Two Questions Haunting J.C. PenneyAlexander Chernev
When earlier this year J.C. Penney announced it was switching to everyday low pricing, it was clear that the company had embarked on a major redesign of its business model. The proposed redesign was so extensive one could argue that it was almost like starting a new company from scratch. Echoing that view, J.C. Penney’s chief executive, Ron Johnson, announced that he was “treating the department store chain like a startup company.”
The analogy of J.C. Penney to a startup is not so far-fetched. J.C. Penney is rapidly becoming a very different company. It currently is in the midst of redesigning its stores and changing its business concept to stores-within-a-store, switching suppliers, and reshuffling the management team. Its value proposition has also evolved from offering popular brands at discounted prices to offering fashion brands at everyday low prices. Even the century-old J.C. Penney brand was replaced with a more modern-sounding JCP name and logo.
And then there is the wave of technology being infused into its stores. For starters, J.C. Penney will replace the old-fashioned cash registers with mobile checkout devices similar to those used in Apple stores. JCP is also introducing self-checkout kiosks that will enable customers to get in and out of stores quickly. With the advancement of electronic payments, JCP is even considering eliminating cash purchases by the end of next year. JCP will also replace the conventional bar-code tags with RFID (Radio-Frequency Identification) tags that will enable customers to check out without physically scanning individual items.
These profound changes, argues Johnson’s management team, not only will be embraced by current customers but will also attract new shoppers. But is this really the case? The core of J.C. Penney’s existing customer base consists of price-conscious shoppers drawn to the frequent promotions and deep discounts. J.C. Penney’s new pricing strategy replaced these promotions and discounts with the idea of “fair pricing”—a strategy that most customers found very confusing. The result: Same-store traffic and sales fell dramatically for a second quarter, indicating—not surprisingly—that J.C. Penney ’s strategy misfired.

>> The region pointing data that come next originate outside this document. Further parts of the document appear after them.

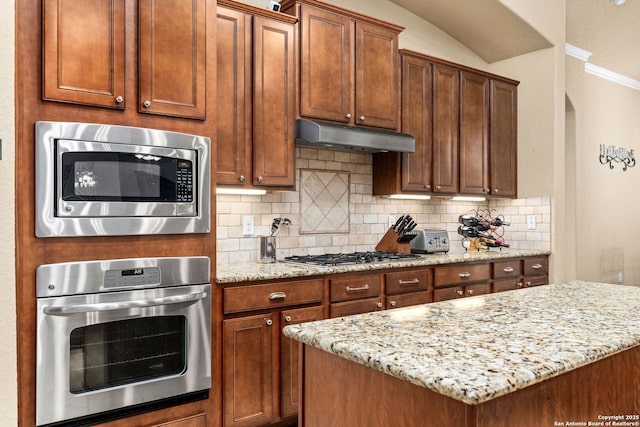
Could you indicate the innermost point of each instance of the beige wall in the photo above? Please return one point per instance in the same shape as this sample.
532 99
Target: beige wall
606 200
8 392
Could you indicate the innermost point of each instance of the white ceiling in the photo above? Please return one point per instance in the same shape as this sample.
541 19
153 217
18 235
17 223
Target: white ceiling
611 33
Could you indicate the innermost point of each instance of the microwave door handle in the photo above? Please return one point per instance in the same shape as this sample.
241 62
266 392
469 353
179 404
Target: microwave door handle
66 310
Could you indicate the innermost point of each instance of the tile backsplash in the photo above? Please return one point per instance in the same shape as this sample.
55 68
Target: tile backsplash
332 210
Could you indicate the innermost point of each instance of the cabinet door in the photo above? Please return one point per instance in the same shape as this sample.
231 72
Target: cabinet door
474 133
233 44
504 139
273 103
84 52
416 120
290 358
247 366
377 75
326 70
445 128
171 57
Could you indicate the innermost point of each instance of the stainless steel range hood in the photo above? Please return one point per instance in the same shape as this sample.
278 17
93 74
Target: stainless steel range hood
345 138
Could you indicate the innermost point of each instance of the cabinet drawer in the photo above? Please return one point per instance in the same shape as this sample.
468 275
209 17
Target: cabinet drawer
410 281
508 268
258 297
355 287
535 266
461 274
507 285
348 308
406 300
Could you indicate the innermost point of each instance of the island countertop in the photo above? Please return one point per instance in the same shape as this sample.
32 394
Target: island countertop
479 348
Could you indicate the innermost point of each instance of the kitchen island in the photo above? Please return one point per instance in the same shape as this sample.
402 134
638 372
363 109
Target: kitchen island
563 354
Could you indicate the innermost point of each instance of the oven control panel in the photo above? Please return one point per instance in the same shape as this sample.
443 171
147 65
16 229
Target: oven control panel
143 276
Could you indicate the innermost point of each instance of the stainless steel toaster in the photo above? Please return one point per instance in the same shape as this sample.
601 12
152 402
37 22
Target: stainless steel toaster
430 240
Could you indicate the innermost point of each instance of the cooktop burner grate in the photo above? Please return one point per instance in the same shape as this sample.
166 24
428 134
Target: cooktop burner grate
351 258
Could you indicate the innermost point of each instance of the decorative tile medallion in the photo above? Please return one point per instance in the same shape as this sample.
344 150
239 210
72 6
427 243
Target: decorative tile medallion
324 201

The solution to the problem is to “educate the customer on our pricing strategy,” according to Johnson. Yet J.C. Penney ’s problem is not just that its customers are unaware of its pricing strategy. The real problem is that, following its “startup” strategy, J.C. Penney is trying to build a new type of store for a different consumer. And while in theory it is possible to “educate” consumers that coupons and sales don’t matter, as well as try to change their view of family values, experience shows that attempting to modify consumer beliefs and habits is a daunting task. Business history is littered with examples of companies that have failed to do so.

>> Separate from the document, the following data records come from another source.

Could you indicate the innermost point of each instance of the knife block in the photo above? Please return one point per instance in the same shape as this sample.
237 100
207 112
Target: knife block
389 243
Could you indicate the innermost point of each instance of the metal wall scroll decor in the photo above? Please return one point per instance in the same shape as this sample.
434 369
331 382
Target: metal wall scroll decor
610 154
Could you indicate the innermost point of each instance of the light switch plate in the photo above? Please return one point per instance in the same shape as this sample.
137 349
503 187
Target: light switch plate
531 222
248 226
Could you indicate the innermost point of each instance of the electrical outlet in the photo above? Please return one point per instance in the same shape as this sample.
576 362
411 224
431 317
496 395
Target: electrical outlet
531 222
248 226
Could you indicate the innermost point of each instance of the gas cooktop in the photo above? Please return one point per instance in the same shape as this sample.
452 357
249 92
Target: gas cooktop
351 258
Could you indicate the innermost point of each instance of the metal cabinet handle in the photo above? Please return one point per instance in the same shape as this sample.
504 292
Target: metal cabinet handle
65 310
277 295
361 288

To succeed in creating value for its shareholders, J.C. Penney must create value for its customers. This means its strategy should be able to answer two fundamental questions: Why should J.C. Penney ’s current customers continue to shop at J.C. Penney ? and Why should any of competitors’ customers switch to J.C. Penney ? If it is not able to retain most of its customers and attract new ones, J.C. Penney is destined to fade into oblivion, as did other retailers that lost touch with their customers.